Bambini e coronavirus: quando chiamare il medico

Non serve essere particolarmente apprensivi per porsi una domanda: e se, dopo aver esordito con qualche sintomo leggero, il bambino peggiora? Quali sono i campanelli d’allarme da non ignorare? «Una mamma sa quando suo figlio sta male, glielo legge in faccia», ci tranquillizza la dottoressa Bozzola. Se quindi ha qualche linea di febbre ma è vigile, reattivo e segue i suoi soliti ritmi, non c’è nessun motivo per allarmarsi.

Bisogna invece chiamare subito il medico se «sta molto male, si rifiuta di mangiare o bere, oppure se ha tanti episodi di vomito o diarrea. Come gli adulti, inoltre, anche i bambini possono andare incontro a difficoltà respiratoria, come la cosiddetta ‘fame d’aria’. In questo caso bisogna portarli subito in ospedale». Tutti sintomi che qualsiasi genitore riconosce a colpo d’occhio.

Come prendersi cura di un figlio in isolamento domiciliare

Per l’adulto positivo al coronavirus, le regole dell’isolamento domiciliare sono parecchio rigide. Oltre a non uscire di casa per nessun motivo, deve restare da solo in una stanza ben ventilata che va disinfettata una volta al giorno, mangiare da solo, restare rigorosamente a un metro di distanza dagli eventuali coinquilini. Tutte norme comprensibili, ma non certo applicabili quando il paziente è un bambino. «Anche in ospedale di solito ricoveriamo il piccolo paziente insieme a un genitore, a meno che non si tratti di una terapia intensiva», conferma la dottoressa.

«Quando c’è un caso di Covid-19 bisogna indagare l’intero nucleo familiare, ed è abbastanza comune che anche i genitori siano stati contagiati. Essendo conviventi, in ogni caso, rientrano comunque nella categoria dei ‘contatti stretti’ da sottoporre all’isolamento», continua. «Senza dubbio la presenza di un adulto è indispensabile per preparare i pasti al piccolo, cambiarlo, aiutarlo a vestirsi, fargli prendere le medicine, monitorare l’evoluzione dei sintomi».

Se invece il genitore è negativo, come fa a tutelare la propria salute? La risposta sta nelle norme di prevenzione che abbiamo imparato a conoscere in questi mesi: sanificare di frequente le mani, indossare occhiali resistenti o visiere, spalancare le finestre più volte al giorno. E, soprattutto, mettere correttamente la mascherina coprendo naso e bocca. «Se un soggetto non ha il Covid-19 e l’altro sì, ma indossano entrambi una banale mascherina chirurgica, il rischio di trasmissione è minimo. Si parla dell’1-2%. Se invece il bimbo è troppo piccolo, può essere utile che il genitore indossi una mascherina con una capacità filtrante superiore, di categoria ffp2».
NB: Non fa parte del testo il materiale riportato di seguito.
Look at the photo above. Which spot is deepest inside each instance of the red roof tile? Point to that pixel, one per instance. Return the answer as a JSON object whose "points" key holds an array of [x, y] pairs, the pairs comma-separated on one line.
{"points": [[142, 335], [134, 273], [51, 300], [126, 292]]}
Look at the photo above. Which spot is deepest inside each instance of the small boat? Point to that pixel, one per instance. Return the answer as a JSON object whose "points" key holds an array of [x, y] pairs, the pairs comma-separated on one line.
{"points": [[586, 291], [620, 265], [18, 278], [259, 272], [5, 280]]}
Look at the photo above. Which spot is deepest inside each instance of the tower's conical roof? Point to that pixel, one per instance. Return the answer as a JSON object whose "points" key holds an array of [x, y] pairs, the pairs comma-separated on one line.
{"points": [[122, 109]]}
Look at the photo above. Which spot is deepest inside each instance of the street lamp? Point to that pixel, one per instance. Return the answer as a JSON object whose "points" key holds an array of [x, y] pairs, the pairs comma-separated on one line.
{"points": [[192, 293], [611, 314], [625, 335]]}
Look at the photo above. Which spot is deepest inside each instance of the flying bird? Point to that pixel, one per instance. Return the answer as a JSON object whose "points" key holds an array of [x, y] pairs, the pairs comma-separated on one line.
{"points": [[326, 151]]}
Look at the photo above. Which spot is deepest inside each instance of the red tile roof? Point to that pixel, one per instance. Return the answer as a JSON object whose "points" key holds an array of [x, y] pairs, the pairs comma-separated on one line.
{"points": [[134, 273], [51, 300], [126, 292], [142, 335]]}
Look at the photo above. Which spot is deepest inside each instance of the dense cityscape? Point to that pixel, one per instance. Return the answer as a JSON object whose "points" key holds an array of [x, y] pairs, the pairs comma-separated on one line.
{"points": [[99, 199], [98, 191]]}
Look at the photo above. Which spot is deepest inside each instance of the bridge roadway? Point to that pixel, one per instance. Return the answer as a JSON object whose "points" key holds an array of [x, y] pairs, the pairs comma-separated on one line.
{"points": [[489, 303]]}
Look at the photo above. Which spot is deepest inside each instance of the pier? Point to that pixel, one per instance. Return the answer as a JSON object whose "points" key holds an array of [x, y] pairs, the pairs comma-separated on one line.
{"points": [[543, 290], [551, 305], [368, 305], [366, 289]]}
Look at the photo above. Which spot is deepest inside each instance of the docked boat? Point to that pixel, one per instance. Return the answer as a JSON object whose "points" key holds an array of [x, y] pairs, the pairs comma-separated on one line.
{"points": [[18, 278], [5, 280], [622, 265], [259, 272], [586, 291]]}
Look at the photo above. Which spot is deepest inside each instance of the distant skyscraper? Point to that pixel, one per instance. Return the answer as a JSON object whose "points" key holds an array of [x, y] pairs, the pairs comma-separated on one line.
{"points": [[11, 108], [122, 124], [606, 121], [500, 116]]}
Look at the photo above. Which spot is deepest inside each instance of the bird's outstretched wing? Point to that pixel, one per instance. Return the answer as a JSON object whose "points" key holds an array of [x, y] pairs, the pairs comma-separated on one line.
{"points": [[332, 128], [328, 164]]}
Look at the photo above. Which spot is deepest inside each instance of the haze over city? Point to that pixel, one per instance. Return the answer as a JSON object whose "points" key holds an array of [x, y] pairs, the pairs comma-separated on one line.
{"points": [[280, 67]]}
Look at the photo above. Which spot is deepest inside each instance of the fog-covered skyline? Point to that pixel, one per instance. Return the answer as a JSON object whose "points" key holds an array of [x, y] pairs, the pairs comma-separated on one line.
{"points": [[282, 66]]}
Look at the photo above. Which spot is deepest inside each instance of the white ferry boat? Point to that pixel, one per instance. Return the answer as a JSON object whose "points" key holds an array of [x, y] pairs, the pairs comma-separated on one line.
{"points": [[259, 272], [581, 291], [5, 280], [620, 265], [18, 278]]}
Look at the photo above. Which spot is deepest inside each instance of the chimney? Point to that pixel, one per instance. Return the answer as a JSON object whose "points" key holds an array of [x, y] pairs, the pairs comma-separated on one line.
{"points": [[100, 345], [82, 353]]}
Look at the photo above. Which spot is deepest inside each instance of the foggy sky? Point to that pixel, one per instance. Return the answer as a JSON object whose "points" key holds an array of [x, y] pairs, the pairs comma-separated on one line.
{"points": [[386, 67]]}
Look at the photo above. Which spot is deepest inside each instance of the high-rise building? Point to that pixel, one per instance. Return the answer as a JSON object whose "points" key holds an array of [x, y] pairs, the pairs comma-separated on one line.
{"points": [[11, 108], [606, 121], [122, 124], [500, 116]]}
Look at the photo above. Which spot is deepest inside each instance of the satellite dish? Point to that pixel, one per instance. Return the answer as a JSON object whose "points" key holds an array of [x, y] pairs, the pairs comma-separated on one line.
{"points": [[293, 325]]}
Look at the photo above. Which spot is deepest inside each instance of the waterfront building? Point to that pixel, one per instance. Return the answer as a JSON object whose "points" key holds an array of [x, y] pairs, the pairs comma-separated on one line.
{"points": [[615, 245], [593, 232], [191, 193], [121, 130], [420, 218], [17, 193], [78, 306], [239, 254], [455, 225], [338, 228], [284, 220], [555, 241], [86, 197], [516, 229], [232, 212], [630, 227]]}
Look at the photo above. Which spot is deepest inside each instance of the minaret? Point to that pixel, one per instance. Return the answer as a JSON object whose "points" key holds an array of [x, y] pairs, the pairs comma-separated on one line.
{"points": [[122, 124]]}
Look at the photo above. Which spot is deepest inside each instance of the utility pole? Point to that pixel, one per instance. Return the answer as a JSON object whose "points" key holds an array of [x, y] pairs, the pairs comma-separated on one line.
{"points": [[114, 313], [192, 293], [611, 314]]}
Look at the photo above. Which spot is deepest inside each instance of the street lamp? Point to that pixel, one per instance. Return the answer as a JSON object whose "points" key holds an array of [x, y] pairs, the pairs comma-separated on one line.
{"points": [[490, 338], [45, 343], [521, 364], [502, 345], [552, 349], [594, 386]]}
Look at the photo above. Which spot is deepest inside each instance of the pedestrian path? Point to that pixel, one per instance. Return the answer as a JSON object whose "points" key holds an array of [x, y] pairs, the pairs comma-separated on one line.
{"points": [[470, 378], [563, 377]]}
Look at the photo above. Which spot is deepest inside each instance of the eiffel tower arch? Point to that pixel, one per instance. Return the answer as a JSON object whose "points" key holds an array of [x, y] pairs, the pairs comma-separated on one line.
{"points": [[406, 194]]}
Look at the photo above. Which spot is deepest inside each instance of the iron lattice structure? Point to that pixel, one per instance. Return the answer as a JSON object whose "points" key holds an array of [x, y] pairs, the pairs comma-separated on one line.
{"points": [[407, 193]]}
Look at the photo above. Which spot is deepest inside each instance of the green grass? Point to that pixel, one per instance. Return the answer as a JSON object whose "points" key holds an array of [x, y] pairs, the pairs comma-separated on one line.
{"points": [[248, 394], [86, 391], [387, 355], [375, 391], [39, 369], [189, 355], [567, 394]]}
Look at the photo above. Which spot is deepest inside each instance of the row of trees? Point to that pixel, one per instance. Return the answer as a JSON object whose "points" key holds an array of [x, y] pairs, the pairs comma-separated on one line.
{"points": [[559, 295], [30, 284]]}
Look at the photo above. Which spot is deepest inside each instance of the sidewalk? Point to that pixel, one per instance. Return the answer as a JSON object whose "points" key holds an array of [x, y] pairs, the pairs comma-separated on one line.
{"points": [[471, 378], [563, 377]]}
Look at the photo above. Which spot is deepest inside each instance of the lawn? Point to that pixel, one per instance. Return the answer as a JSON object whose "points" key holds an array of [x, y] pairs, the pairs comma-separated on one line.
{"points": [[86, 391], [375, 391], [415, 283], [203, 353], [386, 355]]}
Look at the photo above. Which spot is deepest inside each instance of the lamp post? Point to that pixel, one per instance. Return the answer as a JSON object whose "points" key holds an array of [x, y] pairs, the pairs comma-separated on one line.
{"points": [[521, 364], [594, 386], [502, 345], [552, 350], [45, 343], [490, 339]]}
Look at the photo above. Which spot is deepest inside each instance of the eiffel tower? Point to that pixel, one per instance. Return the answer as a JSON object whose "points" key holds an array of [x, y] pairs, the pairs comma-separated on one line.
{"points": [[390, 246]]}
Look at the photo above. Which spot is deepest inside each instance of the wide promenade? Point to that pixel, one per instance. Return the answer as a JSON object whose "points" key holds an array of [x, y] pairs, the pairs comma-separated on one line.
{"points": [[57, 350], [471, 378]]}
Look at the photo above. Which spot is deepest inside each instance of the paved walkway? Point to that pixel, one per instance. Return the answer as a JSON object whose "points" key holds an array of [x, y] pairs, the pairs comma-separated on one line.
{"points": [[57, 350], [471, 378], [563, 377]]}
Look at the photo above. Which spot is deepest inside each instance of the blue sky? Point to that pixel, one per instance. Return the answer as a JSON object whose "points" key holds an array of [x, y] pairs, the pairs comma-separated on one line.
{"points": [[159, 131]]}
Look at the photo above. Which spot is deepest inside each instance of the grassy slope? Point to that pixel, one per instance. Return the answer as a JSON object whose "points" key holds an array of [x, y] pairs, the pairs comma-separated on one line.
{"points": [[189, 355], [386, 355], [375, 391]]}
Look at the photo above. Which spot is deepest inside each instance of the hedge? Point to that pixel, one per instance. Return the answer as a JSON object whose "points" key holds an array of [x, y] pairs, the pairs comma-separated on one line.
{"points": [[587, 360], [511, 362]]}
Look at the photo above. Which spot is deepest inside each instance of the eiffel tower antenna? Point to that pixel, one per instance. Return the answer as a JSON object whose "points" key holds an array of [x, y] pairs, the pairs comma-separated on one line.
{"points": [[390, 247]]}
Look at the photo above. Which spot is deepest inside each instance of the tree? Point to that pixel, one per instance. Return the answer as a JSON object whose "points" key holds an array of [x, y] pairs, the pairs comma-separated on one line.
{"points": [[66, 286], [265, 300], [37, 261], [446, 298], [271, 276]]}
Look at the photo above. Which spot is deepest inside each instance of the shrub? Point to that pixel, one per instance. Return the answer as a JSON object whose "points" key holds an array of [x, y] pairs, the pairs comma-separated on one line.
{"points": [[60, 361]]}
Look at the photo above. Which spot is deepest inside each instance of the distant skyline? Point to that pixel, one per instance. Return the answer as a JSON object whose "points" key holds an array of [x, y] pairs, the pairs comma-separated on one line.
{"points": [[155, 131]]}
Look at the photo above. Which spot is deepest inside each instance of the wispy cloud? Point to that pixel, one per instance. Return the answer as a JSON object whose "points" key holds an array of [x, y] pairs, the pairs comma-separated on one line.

Bimbi in quarantena: l’importanza di usare le parole giuste

Almeno dieci giorni di clausura tra quattro mura, senza andare a scuola, incontrare gli amichetti al parco, allenarsi insieme alla squadra di calcio o pallavolo. Come farli “digerire” a un bambino in età da asilo o da scuola primaria, che non ha certo i nostri stessi strumenti per razionalizzare l’accaduto? Secondo la dottoressa, i nostri figli sono più che capaci di sorprenderci in positivo.

«Già durante il lockdown si diceva che i bambini fossero le grandi vittime. Io invece sostengo, da pediatra ma soprattutto da mamma, che loro non soffrano se noi grandi sappiamo trovare il risvolto positivo di ogni cosa». Se l’isolamento è descritto come un’imposizione e gli stessi genitori fanno il conto alla rovescia per la data della “liberazione”, è comprensibile che il piccolo di casa si senta come un leone in gabbia. «Ma noi abbiamo il potere di farlo vivere in un altro modo, come una festa privata in cui mamma e bambino possono inventare storie, costruire marionette, fare lavoretti con la pasta di sale, guardare un bel film, ballare insieme. Un bel modo per scoprirsi e riscoprirsi, godendo della compagnia dell’altro».